Ese mal lance me agüitó: sentí un terrón acedo en el pecho y tosí seco, sin gana, nada más para disimular la lágrima que me brincó y no se dieran cuenta los de atrás. Al rato, en mi cabeza revoloteaba como mosca loca la manita blanca de mujer. No vi su cara, pero esa manita seguramente de uñas pintadas de rosa, bien cuidadas, aireando como abanico, debía de pertenecer a una mujercita guapetona. Entonces, yo iba ya poniéndole ojos y labios, formas en el cuerpo y maneras, pero al no quedar conforme con esa apariencia la borraba para volverla a armar. Sin embargo, con los arrempujones y chicotazos que nos daban para apurarnos, y que casi nos hacían caer, se me volvía a desdibujar de la cholla esa damita.

Yo me decía que para qué tanta urgencia en llevarnos a otro sembradío, si de todos modos sean fresas o sea algodón, la tierra nos estaba chupando las fuerzas y el aliento. De todo ese ánimo con que llegamos a esta patria ya nada más nos quedaba retumbando la frase brava, vomitada de bilis: ¡Chíngale más rápido, negro güevón, o te parto la madre!

Para qué andar tanto si el terreno para caer muerto es igual de recio doquiera y da lo mismo que sea a las dos de la tarde, o a las ocho y media de la noche. Si lo que menos tiene un desilusionado es apuro en el tiempo y la distancia. Pero esos gandallas estaban tercos en martirizarnos. A eso de sabrá Dios qué hora, se echaron bajo la sombra de un ahuehuete a zamparse unos fiambres chonchos. Lo gacho del asunto fue que los pellejos se los tiraron a los perros, de modo tal que hasta los ojos les chillaron de alegría a los animalazos, mientras a nosotros, los que acaso todavía teníamos algo de hiel se nos escurría la baba.

Romualdo mi compadre, Genovevo, un paisano de Tecolutla y yo íbamos diciendo, a cómo nos acordábamos, El Padre nuestro que estás en el cielo, mas por saber si todavía teníamos boca y voz que por devoción. Yo por más ánimo en concentrarme en el rezo seguía encaprichado en esa manita tono de la leche recién ordeñada haciendo la seña de adiós… y que se me viene a la tatema que así de tibiecitas estarían las chichis de esa mujer. Y dale de nuevo con las palabrotas y las zarandeadas de esos bárbaros que ahora les había dado por agarrar una vara y picarnos las costillas, justo cuando ya casi tenía completada la forma de la mujer con enaguas y peinado.

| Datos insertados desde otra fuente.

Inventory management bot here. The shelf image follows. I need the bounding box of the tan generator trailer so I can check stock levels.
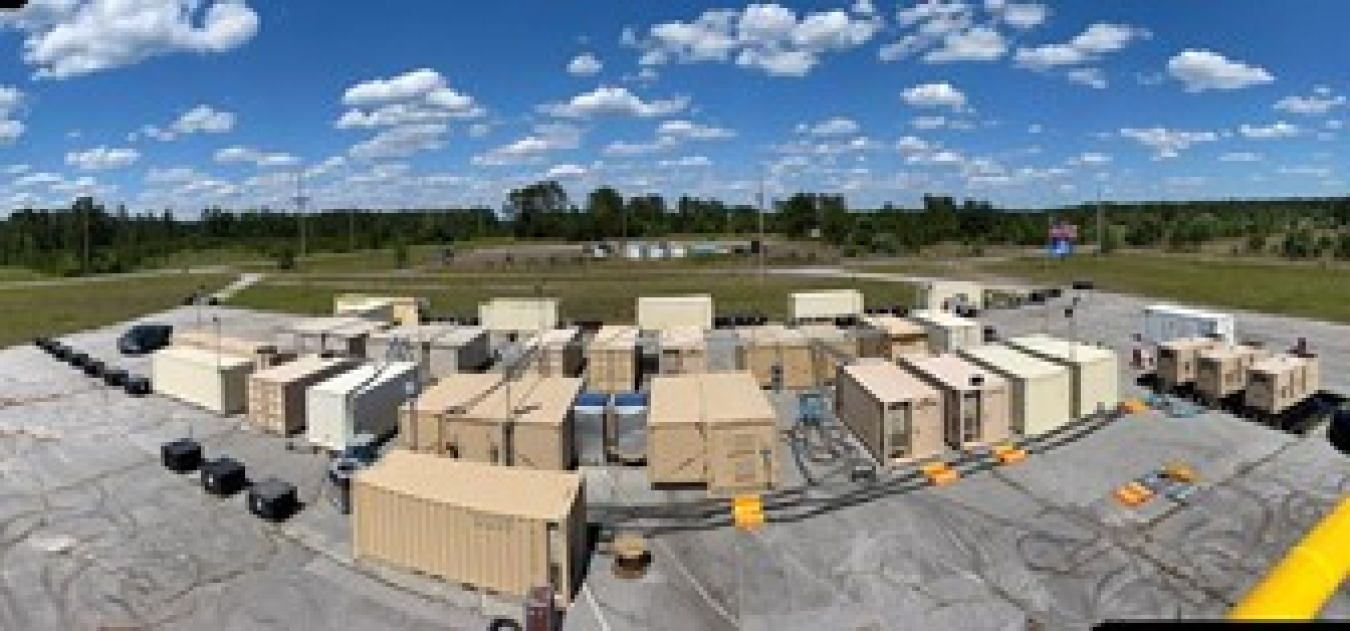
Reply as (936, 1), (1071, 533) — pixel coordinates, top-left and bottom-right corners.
(863, 315), (932, 359)
(910, 311), (984, 354)
(834, 359), (945, 466)
(278, 316), (365, 355)
(333, 293), (428, 327)
(647, 372), (778, 496)
(637, 295), (713, 331)
(736, 324), (815, 390)
(1242, 355), (1322, 418)
(398, 373), (506, 458)
(478, 299), (558, 332)
(899, 355), (1013, 449)
(351, 450), (587, 608)
(788, 289), (863, 323)
(248, 355), (356, 436)
(586, 324), (639, 395)
(150, 346), (254, 415)
(1007, 335), (1121, 419)
(918, 280), (984, 311)
(521, 327), (583, 377)
(959, 345), (1073, 436)
(171, 328), (296, 370)
(1156, 338), (1223, 388)
(1195, 345), (1270, 405)
(656, 326), (707, 376)
(429, 376), (582, 470)
(797, 324), (860, 385)
(366, 324), (490, 382)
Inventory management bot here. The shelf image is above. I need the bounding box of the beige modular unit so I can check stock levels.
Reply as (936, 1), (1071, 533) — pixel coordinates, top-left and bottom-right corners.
(863, 315), (933, 361)
(366, 324), (489, 382)
(436, 376), (582, 470)
(478, 299), (558, 332)
(637, 295), (713, 331)
(305, 362), (417, 451)
(900, 355), (1013, 449)
(150, 346), (254, 413)
(1156, 338), (1223, 388)
(398, 373), (506, 458)
(911, 311), (984, 354)
(281, 316), (366, 355)
(798, 324), (861, 385)
(1243, 355), (1322, 415)
(834, 359), (945, 465)
(586, 324), (639, 395)
(351, 450), (587, 608)
(524, 327), (583, 377)
(788, 289), (863, 322)
(1007, 335), (1121, 419)
(333, 293), (427, 327)
(647, 372), (778, 496)
(736, 324), (815, 390)
(657, 326), (707, 376)
(1195, 345), (1270, 404)
(173, 328), (294, 370)
(248, 355), (356, 436)
(918, 281), (984, 311)
(959, 345), (1073, 436)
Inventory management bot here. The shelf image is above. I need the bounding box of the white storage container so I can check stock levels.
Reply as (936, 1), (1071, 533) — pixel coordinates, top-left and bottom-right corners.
(959, 345), (1073, 436)
(910, 311), (984, 354)
(788, 289), (863, 322)
(150, 347), (254, 413)
(1143, 304), (1237, 345)
(637, 295), (713, 331)
(1007, 335), (1121, 418)
(305, 362), (417, 451)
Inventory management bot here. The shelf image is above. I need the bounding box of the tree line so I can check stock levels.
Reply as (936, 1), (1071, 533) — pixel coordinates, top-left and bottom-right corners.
(0, 181), (1350, 274)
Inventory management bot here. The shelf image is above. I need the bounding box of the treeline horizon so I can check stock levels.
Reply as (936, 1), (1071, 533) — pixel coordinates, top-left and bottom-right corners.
(0, 181), (1350, 276)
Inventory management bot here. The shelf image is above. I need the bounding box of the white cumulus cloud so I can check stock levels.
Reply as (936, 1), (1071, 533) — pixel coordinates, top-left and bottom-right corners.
(1168, 50), (1274, 92)
(0, 0), (259, 78)
(66, 146), (140, 170)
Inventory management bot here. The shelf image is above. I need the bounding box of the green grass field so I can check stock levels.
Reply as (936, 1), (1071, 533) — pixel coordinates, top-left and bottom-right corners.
(231, 270), (914, 322)
(0, 274), (234, 347)
(979, 255), (1350, 322)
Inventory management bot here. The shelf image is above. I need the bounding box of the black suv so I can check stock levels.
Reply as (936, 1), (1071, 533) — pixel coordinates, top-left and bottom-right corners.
(117, 324), (173, 355)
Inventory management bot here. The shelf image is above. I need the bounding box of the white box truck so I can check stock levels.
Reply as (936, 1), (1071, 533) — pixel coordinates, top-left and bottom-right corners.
(1143, 304), (1237, 345)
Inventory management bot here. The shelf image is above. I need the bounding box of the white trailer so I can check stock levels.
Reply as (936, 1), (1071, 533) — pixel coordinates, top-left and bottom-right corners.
(1143, 304), (1237, 345)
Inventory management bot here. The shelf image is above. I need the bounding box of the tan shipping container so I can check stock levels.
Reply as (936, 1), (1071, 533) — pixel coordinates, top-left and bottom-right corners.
(398, 373), (504, 458)
(1156, 338), (1223, 388)
(863, 315), (933, 359)
(798, 324), (861, 385)
(899, 355), (1013, 449)
(522, 327), (583, 377)
(586, 324), (639, 395)
(736, 324), (815, 390)
(150, 346), (254, 413)
(478, 299), (558, 332)
(439, 376), (582, 470)
(834, 359), (945, 465)
(1243, 355), (1322, 415)
(173, 328), (294, 370)
(637, 295), (713, 331)
(351, 450), (587, 608)
(248, 355), (356, 436)
(657, 326), (707, 376)
(1195, 345), (1270, 404)
(647, 372), (778, 496)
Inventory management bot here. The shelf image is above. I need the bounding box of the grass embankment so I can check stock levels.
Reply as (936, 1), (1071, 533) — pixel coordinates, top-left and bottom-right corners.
(0, 274), (234, 347)
(979, 255), (1350, 322)
(231, 269), (914, 322)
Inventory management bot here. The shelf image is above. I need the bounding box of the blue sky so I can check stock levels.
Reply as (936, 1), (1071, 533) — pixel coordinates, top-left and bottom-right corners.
(0, 0), (1350, 211)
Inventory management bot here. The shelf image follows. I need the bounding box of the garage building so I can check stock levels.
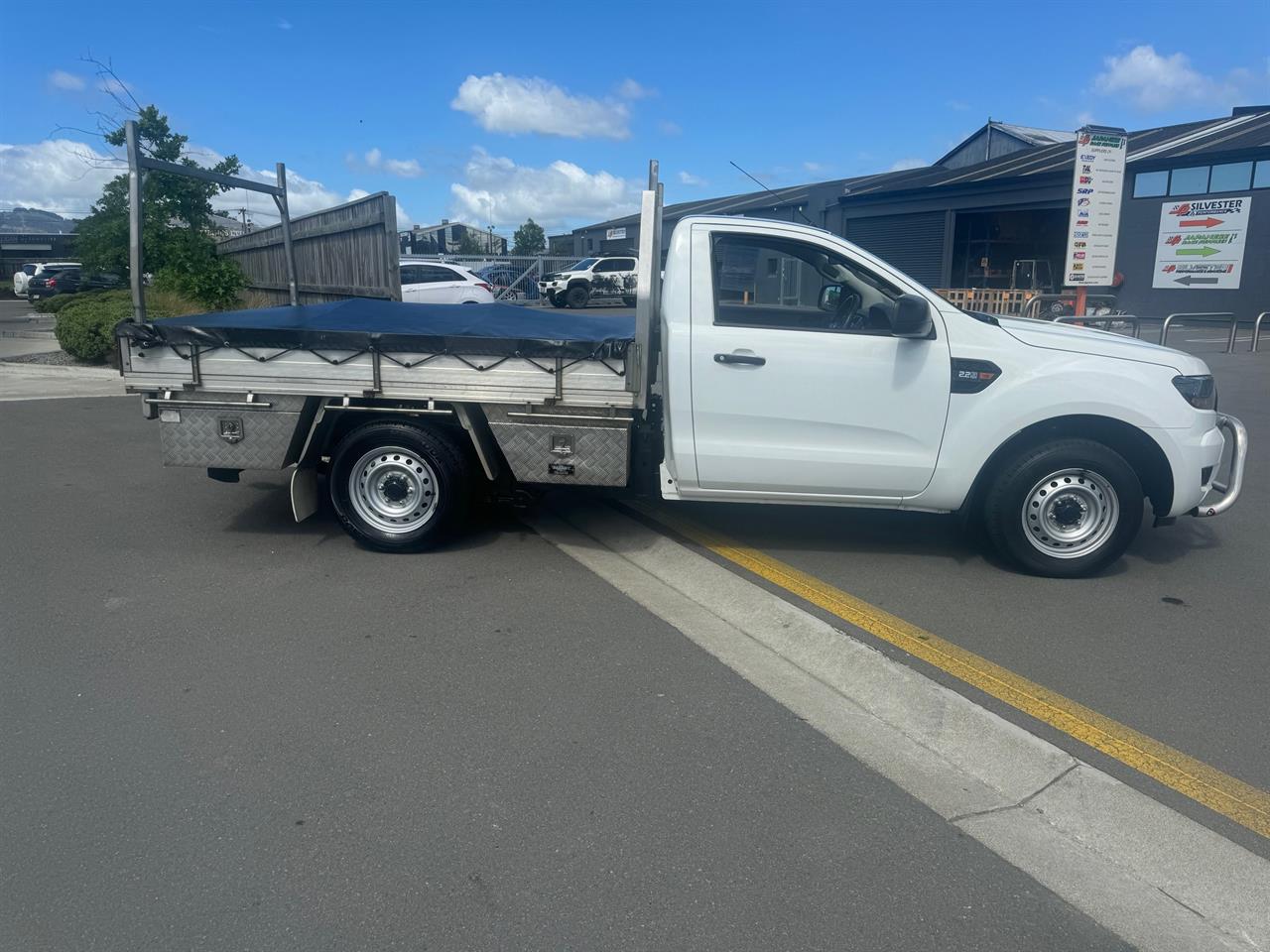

El frío nos había hecho más prietos y enclenques y rajado las entrañas, varios se habían acuclillado a cagar lo poco que conservaban en las tripas. 

Uno de aquellos Toms, ojos color gargajo, aliento a mierda de vaca, se me quedó mirando con curiosidad y me dijo:

– Y tú, ¿de qué te vas riendo, negro pendejo?  

Yo volteé como haciéndome el guaje de que no era a mí a quien preguntaba.

–Sí, a ti te estoy hablando, ¿qué te hace gracia, negro cabrón?

–Nada, míster, es que ando trayendo resecos los labios y los meneé un poco para despegarlos.

–Pues esto va para que los despegues con ganas, perro.  

Y dale sabroso a la zurrada en brazos, lomo y nalgas que me hicieron encogerme como caracol en anafre. Y lo más chistoso fue que en ese momento, quizás por los madrazos logré figurarme que esa manita blanca correspondía, por Dios que no miento, a la mala facha de Amira, y ya no sé si me retorcía de dolor o de risa al imaginar a esa negra culo de tambora con unas manos tan finitas, emperifollada como gran señora, meneando muy cuca un abanico de bambú estampado con unas fresas preciosas, de esas que yo le ponía en la trompita antes de darle un beso.

En ese brete, yo creo que el Tom pensó que me guaseaba de él y me chingaba con más ojeriza. Lo demás lo desmemorio, pero desperté sentado, cual niña chula, en esta silla de mimbre, rajado de las patas y el lomo, mirando a los demás compas como gusanitos laboriosos recoger tomates y traerlos para que yo los pele. Eso sí, el Tom mayor me tiene a media raya y medio rancho.